Malheureusement, les politiques gouvernementales apparaissent souvent comme des optiques rapides conçues pour les applaudissements. Dans certains cas, ils copient simplement les modèles occidentaux sans tenir compte des réalités locales. Un exemple clair est la taxe sur le carburant proposée à 5% visant à réduire la consommation de carburant. Pendant ce temps, il est illogique pour un pays dont l'économie dépend fortement du pétrole pour décourager sa propre base de consommation. Il en va de même pour les réformes curriculaires qui introduisent des sujets avancés sans aborder les carences de base. Ils se retrouvent comme des politiques vides, conçues davantage pour les gros titres politiques que pour la mise en œuvre pratique.

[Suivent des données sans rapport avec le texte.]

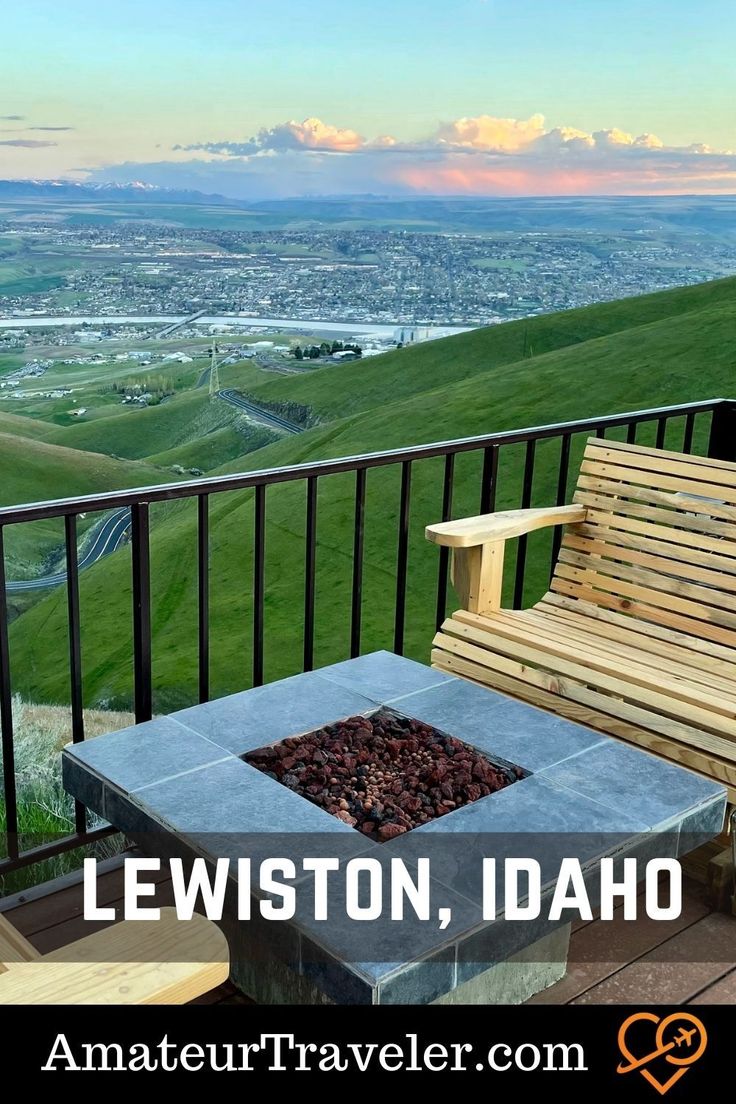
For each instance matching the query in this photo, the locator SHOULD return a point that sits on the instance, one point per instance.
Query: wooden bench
(163, 962)
(637, 635)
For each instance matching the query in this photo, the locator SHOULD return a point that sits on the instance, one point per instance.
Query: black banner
(643, 1052)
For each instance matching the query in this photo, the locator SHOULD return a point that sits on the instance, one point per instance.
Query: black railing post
(203, 594)
(722, 442)
(402, 558)
(75, 649)
(141, 612)
(7, 719)
(356, 588)
(444, 551)
(258, 583)
(310, 570)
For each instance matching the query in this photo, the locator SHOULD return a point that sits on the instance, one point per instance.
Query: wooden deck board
(653, 962)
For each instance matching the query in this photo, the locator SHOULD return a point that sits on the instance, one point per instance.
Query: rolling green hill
(667, 348)
(34, 469)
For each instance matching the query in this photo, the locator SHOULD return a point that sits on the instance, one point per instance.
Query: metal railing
(708, 426)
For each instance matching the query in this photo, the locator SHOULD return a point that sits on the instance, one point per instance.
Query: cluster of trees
(159, 386)
(326, 349)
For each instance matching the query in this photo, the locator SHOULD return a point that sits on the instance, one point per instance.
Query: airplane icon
(684, 1037)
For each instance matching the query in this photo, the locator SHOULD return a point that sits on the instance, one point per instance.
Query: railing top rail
(35, 511)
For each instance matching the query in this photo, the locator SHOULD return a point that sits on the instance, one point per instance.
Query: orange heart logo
(680, 1039)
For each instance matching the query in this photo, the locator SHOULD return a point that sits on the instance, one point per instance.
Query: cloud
(27, 142)
(311, 134)
(488, 131)
(483, 155)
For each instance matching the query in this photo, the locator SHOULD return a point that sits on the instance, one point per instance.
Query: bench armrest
(469, 532)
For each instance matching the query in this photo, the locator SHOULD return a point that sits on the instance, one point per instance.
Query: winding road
(108, 534)
(275, 421)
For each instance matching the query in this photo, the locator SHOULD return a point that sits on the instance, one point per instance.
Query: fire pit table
(384, 759)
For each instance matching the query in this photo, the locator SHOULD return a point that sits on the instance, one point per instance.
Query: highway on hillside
(266, 416)
(108, 534)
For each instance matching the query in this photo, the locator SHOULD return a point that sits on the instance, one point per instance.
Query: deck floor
(656, 963)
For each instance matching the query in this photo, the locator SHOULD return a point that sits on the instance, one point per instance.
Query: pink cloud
(483, 155)
(488, 131)
(310, 134)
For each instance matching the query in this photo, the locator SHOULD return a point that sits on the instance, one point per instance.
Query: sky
(395, 97)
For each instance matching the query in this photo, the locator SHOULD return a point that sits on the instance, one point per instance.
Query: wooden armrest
(54, 983)
(152, 962)
(469, 532)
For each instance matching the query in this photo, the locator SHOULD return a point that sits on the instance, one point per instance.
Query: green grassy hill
(34, 469)
(667, 348)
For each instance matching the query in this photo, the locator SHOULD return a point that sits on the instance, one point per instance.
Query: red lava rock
(384, 774)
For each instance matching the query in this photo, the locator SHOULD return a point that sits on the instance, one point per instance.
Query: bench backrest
(659, 542)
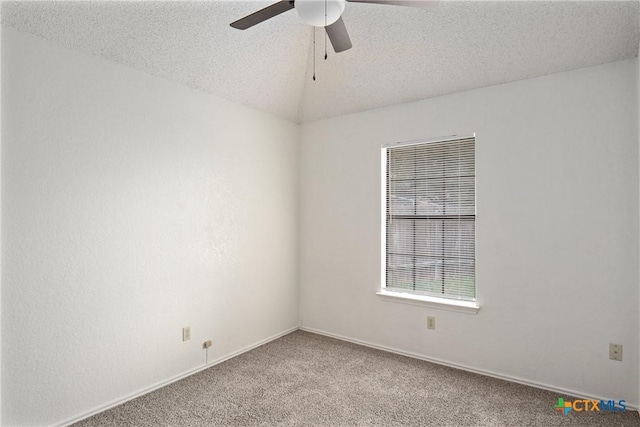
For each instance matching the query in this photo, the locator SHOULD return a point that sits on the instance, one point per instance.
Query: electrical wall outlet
(431, 322)
(615, 352)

Le gouvernement n'a pas expliqué comment il a l'intention de maintenir l'introduction prévue de la technologie dans les écoles. Le manque d'accès aux appareils et à Internet fiable reste un obstacle majeur. On ne peut pas s'attendre à ce que les parents soient aux parents de nourrir leurs familles d'acheter des ordinateurs portables ou des smartphones pour leurs enfants. Pour des millions de ménages, ceux-ci restent du luxe. Même lorsque de tels appareils sont disponibles, la connectivité Internet n'est pas fiable, coûteuse et souvent inaccessible, en particulier dans les zones rurales.

De plus, nos réalités économiques aggravent la situation. Selon l'Organisation des Nations Unies pour l'alimentation et l'agriculture, plus de 14 millions de Nigérians sont confrontés à l'insécurité alimentaire critique. Le Bureau national des statistiques rapporte également que plus de 133 millions de Nigérians vivent dans une pauvreté multidimensionnelle. Ces chiffres soulignent le fait que de nombreuses familles ne peuvent se permettre de bénéficier d'une révolution numérique. Les inégalités éducatives s'approfondiront, car les étudiants de maisons riches jouissent d'opportunités que leurs pairs moins privilégiés ne peuvent pas accéder.

Kazeem écrit depuis Ibadan

Une réforme qui élargit les inégalités au lieu de la réduire vaincre son objectif.

Le gouvernement nigérian doit donc revenir aux bases. Les progrès réels nécessitent des investissements massifs dans les infrastructures numériques. Et, le gouvernement peut y parvenir en élargissant la couverture Internet aux communautés rurales, en réduisant les coûts de données pour les enseignants et les élèves et en veillant à ce que chaque apprenant ait accès à des appareils fonctionnels.

En fait, les salles de classe doivent être numérisées, l'alimentation électrique s'est améliorée et la vitesse Internet a augmenté à travers le pays. Plus important encore, la réduction de la pauvreté doit être traitée comme une politique éducative, car les enfants affamés et pauvres ne peuvent pas prospérer dans un système d'apprentissage numérique.

Au-delà des infrastructures, la formation des enseignants est cruciale. L'introduction de la littératie numérique sans équiper les enseignants des compétences nécessaires pour le livrer produira une génération de diplômés à moitié cuits. La réforme du curriculum doit être liée au développement, au suivi et à la responsabilité des enseignants, afin que les éducateurs et les élèves grandissent ensemble dans un système durable.

Cependant, la vérité demeure que le changement de programme d'études, sans amélioration simultanée de l'environnement d'apprentissage et de la qualité de vie des élèves, n'est qu'un simple exercice académique. L'éducation ne concerne pas seulement ce qui est enseigné, mais aussi sur les conditions dans lesquelles l'apprentissage se produit. Si les salles de classe sont délabrées, si les enfants ont faim, si les enseignants ne sont pas formés et si les familles ne peuvent pas se permettre Internet ou les appareils, alors la littératie numérique reste un rêve différé.

Le Nigéria doit donc résister à la tentation de célébrer les réformes prématurées. Le chemin vers une véritable transformation ne réside pas dans la copie du contenu des programmes occidentaux, mais dans l'investissement massivement dans les infrastructures, les enseignants et le bien-être. Ce n'est qu'alors que l'alphabétisation numérique passera du papier à la pratique et de la rhétorique politique à la réalité nationale.